International
Tyrone Siu / Reuters

Hong Kong leader to protesters: You have 'zero chance'

Hong Kong's chief executive said protesters had 'lost control', refused to rule out use of force; police remove barriers

Hours after Hong Kong's embattled leader Leung Chun-ying vowed on Sunday to stay in office, warning students demanding his resignation that their pro-democracy movement was out of control, police removed some of the protesters barricades before the Monday morning rush hour.

Officers took away unmanned metal barricades at the edges of the city's Central financial district at 5:30 a.m. Monday.

In response, protest leaders used social media to call for help from supporters to reinforce other barricades. Dozens of protesters locked arms and faced off against officers in a brief standoff at the other end of the protest zone in the Admiralty district.

   Police said they also removed some barricades from another protest zone, across Victoria Harbor in the crowded Mong Kok shopping district. Police said they didn't want to clear the entire protest zone but instead wanted to relieve congestion and reduce the chance of traffic accidents.

"Today we haven't come to clear the area," a police officer told protesters on local TV. "We just want to clear the barricades blocking the road and take back the government's tools and other property."

Leung said the blockade of key parts of the Asian financial hub, now entering its third week, could not continue indefinitely.

Speaking in an interview with the local TVB television station, Leung said his government would continue to try to talk with student leaders but did not rule out the use of "minimum force" to clear the area.

The last few weeks had "proved that a mass movement is something easy to start, but difficult to stop," he said.

"And no one can direct the direction and pace of this movement. It is now a movement that has lost control."

Leung also said that there was "zero chance" that China's leaders in Beijing would change an August decision limiting democracy in Hong Kong.

Beijing has said that only candidates screened by a nomination committee will be able to contest a city-wide vote to choose the next chief executive in 2017. The protesters say this violates the city's Basic Law, the Hong Kong constitution that promises that the city's leader be selected by "universal suffrage upon nomination by a broadly representative nominating committee in accordance with democratic procedures."

The former British colony was promised that its freedoms would be protected under a "one country, two systems" formula, when Britain handed its old colony back to China 17 years ago.

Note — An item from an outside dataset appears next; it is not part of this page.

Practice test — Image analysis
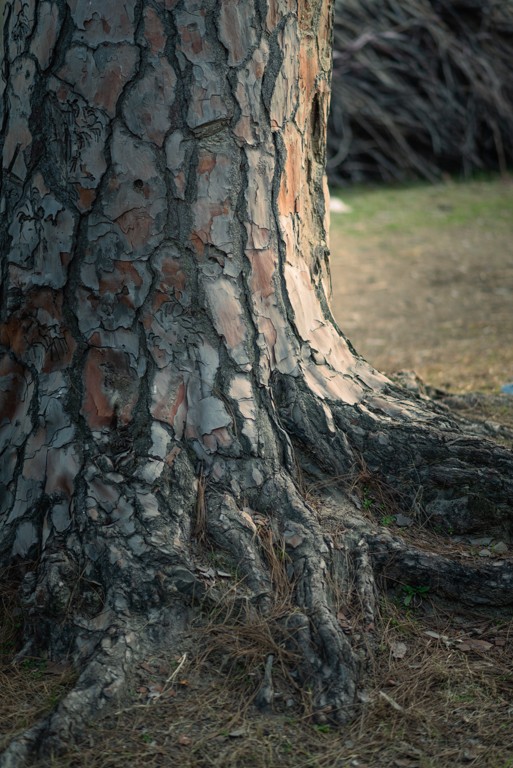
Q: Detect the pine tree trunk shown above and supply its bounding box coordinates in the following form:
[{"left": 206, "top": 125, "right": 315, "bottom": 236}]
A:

The official People's Daily in Beijing described the so-called Occupy Central movement as "unrest" in a front-page editorial published on Saturday — language some analysts said reflected the growing unease among China's leaders.

Leung's comments came as the protest center outside government head offices in Admiralty took on the feel of a festival campsite in a canyon of skyscrapers.

"In here, it is like a piece of green land," said Maggie Cheung, a 27-year-old kindergarten teacher, who added that she would leave to start work tomorrow.

"People are caring and we are sharing the same goal — we fight for a better future. It is like utopia here."

Numbers dropped significantly last week, rising again on Friday night as 10,000 people turned out to hear protest leaders urge the public to prepare for a protracted struggle.

Some 200 tents now line Gloucester and Harcourt roads on what had been one of Hong Kong's busiest thoroughfares leading to the Central financial district.

Hundreds of protesters, young and old, slept overnight in what some protesters described as the most peaceful, relaxed night yet. Some strummed guitars between speeches, others played cards or read.

Some students studied in a makeshift classroom, complete with desks and power sockets set up on the highway.

Many family groups visited the site on Sunday, taking advantage of balmy autumn conditions.

Not everyone was happy with the carnival atmosphere. Construction workers and a drivers' union challenged the students to end their protests, and warning them to dismantle the barricades as it was effecting their work.

"Democracy is very important but people's livelihoods are also very important," said Chan Tak-keung, one of a group of angry taxi drivers who shouted at the students in Admiralty.